STANCE Keep your feet lined up perpendicular to the target, which is the easiest way to keep the same stance for each shot.
Don’t start and stop. Commit to a good follow-through, and the release will occur naturally.
• Keep your wrist “low,” as in fully flexed backward, with the bow grip contacting your hand at the heel of your palm. A bone there gives you solid contact. Your fingers should be relaxed. If you’re holding the bow correctly, at full draw your knuckles will line up at a 45-degree angle, halfway between 7 and 8 on an imaginary clockface.
THE REGIMEN (30 DAYS TO BETTER BOW SHOOTING)
ALL OF WUNDERLE’S STUDENTS spend endless hours shooting “blank bale,” that is, shooting at a target butt with no target face, from 10 to 15 feet. And the world champions are the ones who spend the most time doing it. “I bet most of your readers won’t do this,” he says. “Just like most target archers won’t. ‘It’s too boring,’ they say. And my answer is, ‘Fine, then you’ll be the same guys who never have to worry about getting bored picking up trophies.'” Here’s his suggested routine to get yourself ready for the season: –BILL HEAVEY
Take five or six arrows. Set up your target at a distance of 10 to 15 feet at chest level. For 30 minutes, shoot blank bale exclusively, focusing on form: Draw, and let the pin float and settle. Then pull the bow apart with steady forward pressure from the bow arm and steady rearward pressure. Do not aim. Your goal is consistency. You want each shot to feel like the one before and the one to come. If you can safely shoot with your eyes closed, try it. It helps some guys feel the shot better.

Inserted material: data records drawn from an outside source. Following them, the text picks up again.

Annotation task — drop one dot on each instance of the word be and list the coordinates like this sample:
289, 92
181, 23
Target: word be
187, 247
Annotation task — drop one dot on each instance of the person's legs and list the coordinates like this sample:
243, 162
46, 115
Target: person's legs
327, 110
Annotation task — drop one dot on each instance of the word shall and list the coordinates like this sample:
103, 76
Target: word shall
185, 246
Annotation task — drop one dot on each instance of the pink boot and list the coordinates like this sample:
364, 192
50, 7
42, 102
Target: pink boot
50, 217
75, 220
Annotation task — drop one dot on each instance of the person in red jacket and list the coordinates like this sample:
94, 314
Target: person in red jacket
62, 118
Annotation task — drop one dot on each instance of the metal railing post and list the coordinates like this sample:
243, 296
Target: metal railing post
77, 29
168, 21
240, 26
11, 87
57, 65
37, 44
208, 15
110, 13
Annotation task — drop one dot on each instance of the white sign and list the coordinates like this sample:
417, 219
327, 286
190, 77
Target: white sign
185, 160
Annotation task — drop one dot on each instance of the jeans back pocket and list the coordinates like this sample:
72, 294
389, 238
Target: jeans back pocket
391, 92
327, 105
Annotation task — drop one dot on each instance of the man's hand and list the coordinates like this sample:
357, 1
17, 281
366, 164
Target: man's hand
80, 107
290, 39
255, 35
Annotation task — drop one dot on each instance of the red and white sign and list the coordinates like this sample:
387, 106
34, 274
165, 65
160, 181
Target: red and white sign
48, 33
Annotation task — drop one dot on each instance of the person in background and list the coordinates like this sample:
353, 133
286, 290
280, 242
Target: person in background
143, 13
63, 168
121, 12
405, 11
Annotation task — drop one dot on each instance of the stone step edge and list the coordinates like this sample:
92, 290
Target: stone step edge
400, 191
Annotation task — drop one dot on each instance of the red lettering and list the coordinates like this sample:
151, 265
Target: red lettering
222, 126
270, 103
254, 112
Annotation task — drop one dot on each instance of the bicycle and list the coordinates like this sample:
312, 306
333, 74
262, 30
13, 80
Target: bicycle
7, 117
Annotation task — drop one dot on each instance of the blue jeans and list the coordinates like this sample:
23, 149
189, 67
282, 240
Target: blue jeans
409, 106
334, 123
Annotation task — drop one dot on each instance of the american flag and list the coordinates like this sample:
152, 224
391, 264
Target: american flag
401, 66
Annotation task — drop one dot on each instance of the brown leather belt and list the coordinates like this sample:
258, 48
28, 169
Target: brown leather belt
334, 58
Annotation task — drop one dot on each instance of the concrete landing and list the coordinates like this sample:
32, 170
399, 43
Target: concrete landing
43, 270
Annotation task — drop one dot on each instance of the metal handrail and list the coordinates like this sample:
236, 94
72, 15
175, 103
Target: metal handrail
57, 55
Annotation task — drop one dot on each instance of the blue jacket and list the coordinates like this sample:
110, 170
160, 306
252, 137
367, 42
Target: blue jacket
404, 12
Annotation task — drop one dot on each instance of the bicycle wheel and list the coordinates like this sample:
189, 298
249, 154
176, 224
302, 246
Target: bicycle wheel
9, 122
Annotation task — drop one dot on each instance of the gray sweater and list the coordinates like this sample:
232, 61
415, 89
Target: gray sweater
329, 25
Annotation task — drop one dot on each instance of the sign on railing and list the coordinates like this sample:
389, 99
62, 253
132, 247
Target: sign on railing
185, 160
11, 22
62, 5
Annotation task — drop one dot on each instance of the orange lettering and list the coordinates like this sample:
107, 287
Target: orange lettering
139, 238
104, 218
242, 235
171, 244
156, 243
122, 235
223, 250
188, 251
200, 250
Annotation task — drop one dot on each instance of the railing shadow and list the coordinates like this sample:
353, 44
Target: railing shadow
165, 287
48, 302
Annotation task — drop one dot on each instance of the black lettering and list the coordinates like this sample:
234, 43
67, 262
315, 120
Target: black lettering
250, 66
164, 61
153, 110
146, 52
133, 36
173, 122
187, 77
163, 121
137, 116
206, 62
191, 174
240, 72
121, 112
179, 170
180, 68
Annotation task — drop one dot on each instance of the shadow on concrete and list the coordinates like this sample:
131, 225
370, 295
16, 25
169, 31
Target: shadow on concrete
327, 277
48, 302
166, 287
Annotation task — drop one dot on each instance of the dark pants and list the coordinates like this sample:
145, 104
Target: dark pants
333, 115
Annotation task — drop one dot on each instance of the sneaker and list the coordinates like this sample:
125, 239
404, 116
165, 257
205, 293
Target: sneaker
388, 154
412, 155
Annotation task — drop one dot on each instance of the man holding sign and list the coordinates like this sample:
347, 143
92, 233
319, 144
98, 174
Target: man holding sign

Shoot blank bale for the first 10 minutes. For the next 20 minutes, alternate every other shot between shooting at the blank bale and shooting at a dot or other small target. Talk to yourself, stating your intentions: Draw, float the pin until it settles, then pull it apart. Even when you’re shooting the target, do not aim. If you’re in good form, the pin will find the target. Judge your success by how good your form is. Strive for awareness of the forward and backward pressure with your two arms.
Continue to shoot blank bale for the first 10 minutes. Spend the remaining 20 shooting at the target. As long as you’re shooting smoothly, stay on the target. You should be settling into a rhythm where the time it takes for the arrow to go off once you begin the shot process–that is, once the pin has settled and you’ve begun to pull the bow apart–is within a second or so each time. If you find yourself aiming, go back and shoot a couple of shots at the blank bale.